Turkey's powerful military has intervened four times since 1960. In 1997 it helped push out a government it deemed an Islamist threat. Gul, was a member of the 1997 government.

"I don't think they can do it. Those days are gone, but that doesn't mean they won't do it," said Semih Idiz, a veteran columnist at liberal daily Milliyet.

Many secularists fear capture of the presidency by AK, created from the ruins of the party ousted in 1997, will weaken the secular state. The president has some powers to veto legislation, influence official appointments and, more sensitive still, is formally commander-in-chief of the armed forces.

AK itself denies any Islamist ambitions and portrays itself as a centrist party free of the corruption that blighted parties swept from office when it won elections overwhelmingly in 2002.

"Many of us are fed up with this government because of its failure to take into account the importance of secularism in people's lives. The AK Party has done some good economic reforms but they fail to be conciliatory and that's because they are Islamists at heart," said student Emre Alpev at Sunday's rally.

Under Prime Minister Tayyip Erdogan, Turkey has made great strides, achieving the start of European Union accession talks and posting strong economic growth after years of weak coalition governments and chronic economic instability and corruption.

But critics say Erdogan has failed to address a deep-rooted problem for a growing population of 74 million -- how to assuage the secularists' fears while accommodating his core supporters who want Islam to play a greater role in their lives.

CRISIS

Idiz said million-strong protests in Istanbul on Sunday showed the AK Party had lost touch with parts of the population. It must now come up with ideas that will show it accepts secularism and that it will not meddle with religion, he said.

The government, which has cut back the army's formal state powers in line with its EU-backed reforms, has repeatedly said it backs secularism.

Critics accuse it of undermining secularism by, for example, trying to ease restrictions on the Muslim headscarf and promoting religiously minded supporters within the bureaucracy.

Turkey's government is now waiting for a ruling from the Constitutional Court on whether to annul the parliamentary vote for the president following a complaint from the opposition.

If the court rules in the opposition CHP's favor, the government will be forced to call an early parliamentary election.

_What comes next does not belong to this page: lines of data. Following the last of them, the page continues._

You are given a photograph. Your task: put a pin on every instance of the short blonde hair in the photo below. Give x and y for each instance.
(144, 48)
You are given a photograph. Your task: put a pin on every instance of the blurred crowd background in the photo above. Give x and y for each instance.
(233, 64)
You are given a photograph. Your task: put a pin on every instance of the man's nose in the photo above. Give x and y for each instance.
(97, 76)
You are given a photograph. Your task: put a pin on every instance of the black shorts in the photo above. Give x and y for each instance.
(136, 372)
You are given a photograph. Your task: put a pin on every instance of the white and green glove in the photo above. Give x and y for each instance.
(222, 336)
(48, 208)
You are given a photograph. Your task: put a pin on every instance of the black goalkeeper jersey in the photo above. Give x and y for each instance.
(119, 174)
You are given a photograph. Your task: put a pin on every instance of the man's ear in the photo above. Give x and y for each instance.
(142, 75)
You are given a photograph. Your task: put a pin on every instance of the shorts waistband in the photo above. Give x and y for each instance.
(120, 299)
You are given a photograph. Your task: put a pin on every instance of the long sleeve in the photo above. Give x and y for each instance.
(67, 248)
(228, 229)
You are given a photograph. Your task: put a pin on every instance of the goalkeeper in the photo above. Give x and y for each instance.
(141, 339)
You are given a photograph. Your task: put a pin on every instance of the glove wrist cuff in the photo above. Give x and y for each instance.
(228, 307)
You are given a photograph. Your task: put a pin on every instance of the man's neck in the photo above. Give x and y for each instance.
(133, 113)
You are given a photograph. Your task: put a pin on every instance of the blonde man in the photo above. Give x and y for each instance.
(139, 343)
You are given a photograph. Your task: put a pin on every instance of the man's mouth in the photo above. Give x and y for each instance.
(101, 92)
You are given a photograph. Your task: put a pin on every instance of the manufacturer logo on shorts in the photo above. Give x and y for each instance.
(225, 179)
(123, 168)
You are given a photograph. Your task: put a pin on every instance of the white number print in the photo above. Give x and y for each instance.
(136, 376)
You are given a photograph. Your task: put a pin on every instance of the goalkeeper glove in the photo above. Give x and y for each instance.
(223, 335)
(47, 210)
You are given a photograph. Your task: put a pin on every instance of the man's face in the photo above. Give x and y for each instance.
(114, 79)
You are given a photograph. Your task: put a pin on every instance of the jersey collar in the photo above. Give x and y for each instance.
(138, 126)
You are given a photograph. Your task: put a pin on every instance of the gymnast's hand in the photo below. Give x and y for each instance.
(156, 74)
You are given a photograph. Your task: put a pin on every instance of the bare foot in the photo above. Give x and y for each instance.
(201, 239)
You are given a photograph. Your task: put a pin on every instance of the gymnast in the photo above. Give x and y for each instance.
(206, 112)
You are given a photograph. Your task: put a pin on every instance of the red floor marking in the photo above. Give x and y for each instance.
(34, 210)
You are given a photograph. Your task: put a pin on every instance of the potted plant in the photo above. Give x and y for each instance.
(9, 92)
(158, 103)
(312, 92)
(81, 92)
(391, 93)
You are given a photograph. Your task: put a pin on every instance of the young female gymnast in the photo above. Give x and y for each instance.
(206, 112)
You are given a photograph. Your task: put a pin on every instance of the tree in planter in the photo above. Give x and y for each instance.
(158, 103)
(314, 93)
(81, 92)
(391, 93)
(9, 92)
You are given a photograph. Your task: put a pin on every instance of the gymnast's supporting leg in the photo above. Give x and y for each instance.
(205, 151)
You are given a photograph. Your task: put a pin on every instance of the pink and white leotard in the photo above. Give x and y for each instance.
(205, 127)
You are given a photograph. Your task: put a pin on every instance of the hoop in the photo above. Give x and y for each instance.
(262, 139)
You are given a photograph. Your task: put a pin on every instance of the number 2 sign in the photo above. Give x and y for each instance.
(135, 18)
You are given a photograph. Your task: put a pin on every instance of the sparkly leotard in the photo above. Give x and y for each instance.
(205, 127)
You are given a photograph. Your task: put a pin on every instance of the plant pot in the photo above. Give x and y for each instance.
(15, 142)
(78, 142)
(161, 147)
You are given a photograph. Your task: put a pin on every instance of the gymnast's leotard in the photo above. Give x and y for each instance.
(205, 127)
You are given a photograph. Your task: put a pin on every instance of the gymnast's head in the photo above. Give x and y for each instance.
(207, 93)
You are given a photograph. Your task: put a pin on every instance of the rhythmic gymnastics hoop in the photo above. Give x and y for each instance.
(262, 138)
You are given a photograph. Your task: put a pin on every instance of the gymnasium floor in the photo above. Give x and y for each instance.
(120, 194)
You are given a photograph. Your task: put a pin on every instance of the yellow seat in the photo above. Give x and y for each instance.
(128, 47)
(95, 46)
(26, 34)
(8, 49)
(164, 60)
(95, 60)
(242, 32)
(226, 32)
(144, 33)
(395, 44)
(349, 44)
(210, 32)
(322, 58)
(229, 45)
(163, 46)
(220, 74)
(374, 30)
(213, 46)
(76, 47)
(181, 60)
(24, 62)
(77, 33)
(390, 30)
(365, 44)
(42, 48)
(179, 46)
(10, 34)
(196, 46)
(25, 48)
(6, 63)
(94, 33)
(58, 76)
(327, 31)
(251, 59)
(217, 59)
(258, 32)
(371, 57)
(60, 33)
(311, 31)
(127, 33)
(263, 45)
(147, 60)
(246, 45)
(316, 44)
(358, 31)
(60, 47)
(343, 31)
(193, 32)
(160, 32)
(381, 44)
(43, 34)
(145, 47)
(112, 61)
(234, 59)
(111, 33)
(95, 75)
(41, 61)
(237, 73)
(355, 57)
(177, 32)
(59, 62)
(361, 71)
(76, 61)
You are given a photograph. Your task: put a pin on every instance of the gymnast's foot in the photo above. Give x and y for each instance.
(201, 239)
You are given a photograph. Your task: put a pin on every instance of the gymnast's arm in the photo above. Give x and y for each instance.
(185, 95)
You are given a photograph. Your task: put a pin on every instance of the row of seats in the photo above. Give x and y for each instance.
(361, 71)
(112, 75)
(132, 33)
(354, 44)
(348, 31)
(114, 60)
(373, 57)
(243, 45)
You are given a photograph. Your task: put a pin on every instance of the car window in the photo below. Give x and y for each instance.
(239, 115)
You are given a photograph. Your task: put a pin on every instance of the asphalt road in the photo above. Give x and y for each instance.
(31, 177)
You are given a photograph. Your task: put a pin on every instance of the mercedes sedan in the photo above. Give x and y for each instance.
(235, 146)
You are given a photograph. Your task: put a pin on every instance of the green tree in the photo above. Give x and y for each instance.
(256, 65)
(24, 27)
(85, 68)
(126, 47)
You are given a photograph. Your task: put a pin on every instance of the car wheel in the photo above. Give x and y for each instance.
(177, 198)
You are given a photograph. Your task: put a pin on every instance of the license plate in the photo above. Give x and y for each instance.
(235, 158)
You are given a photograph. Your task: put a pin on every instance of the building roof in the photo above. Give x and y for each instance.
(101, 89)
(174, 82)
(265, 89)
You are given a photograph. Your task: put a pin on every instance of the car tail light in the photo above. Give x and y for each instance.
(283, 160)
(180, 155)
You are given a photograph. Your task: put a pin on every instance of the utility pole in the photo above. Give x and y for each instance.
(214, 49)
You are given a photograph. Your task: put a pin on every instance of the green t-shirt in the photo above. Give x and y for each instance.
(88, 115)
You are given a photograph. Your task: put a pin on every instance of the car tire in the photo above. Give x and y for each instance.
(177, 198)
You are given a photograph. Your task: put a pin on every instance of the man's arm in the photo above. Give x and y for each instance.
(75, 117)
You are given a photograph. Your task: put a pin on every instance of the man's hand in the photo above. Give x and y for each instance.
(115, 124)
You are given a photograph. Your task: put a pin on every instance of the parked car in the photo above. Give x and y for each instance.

If it rules in favor of the AK Party, also known by its AKP initials, the presidential election process continues.

The "hard" armed coups of 1960, when three top ministers were hanged, and 1980, when politicians were interned, gave way to the "soft" or "post-modern" 1997 coup that relied on pressure and veiled threat. Now, many say, the army should stay its hand altogether. The appetite for intervention may have waned.

"The incessant nightmare of 'military interventions' which have been haunting Turkey... has stirred again and blackened Turkey's dreams of more liberties, justice, development and progress," said Bulent Kenes, a columnist for pro-government newspaper Today's Zaman.

Some Istanbul protesters praised the army's threat to intervene, but said they wanted it to stop there, suggesting Turkey's democracy has matured over the past decade.

The AK Party remains the most popular party in Turkey but analysts say it has to handle the presidential election carefully so as not to put in jeopardy its chances of winning another term as a single-party government in the next general election, due by November. A coalition could spell trouble.

"If the AKP continues with this mentality it will not be the armed forces who carry out a coup in Turkey this time, it will be the unarmed forces who do so at the ballot box," wrote columnist Tufan Turenc at Turkey's leading daily Hurriyet.

"It will be them who save the secular, democratic republic because the AKP should understand that the people's anger is boiling over," he said.

Sunday's rally was not just about preventing the government appointing a former Islamist as president but also underlined concerns the AKP is too focused on religious issues.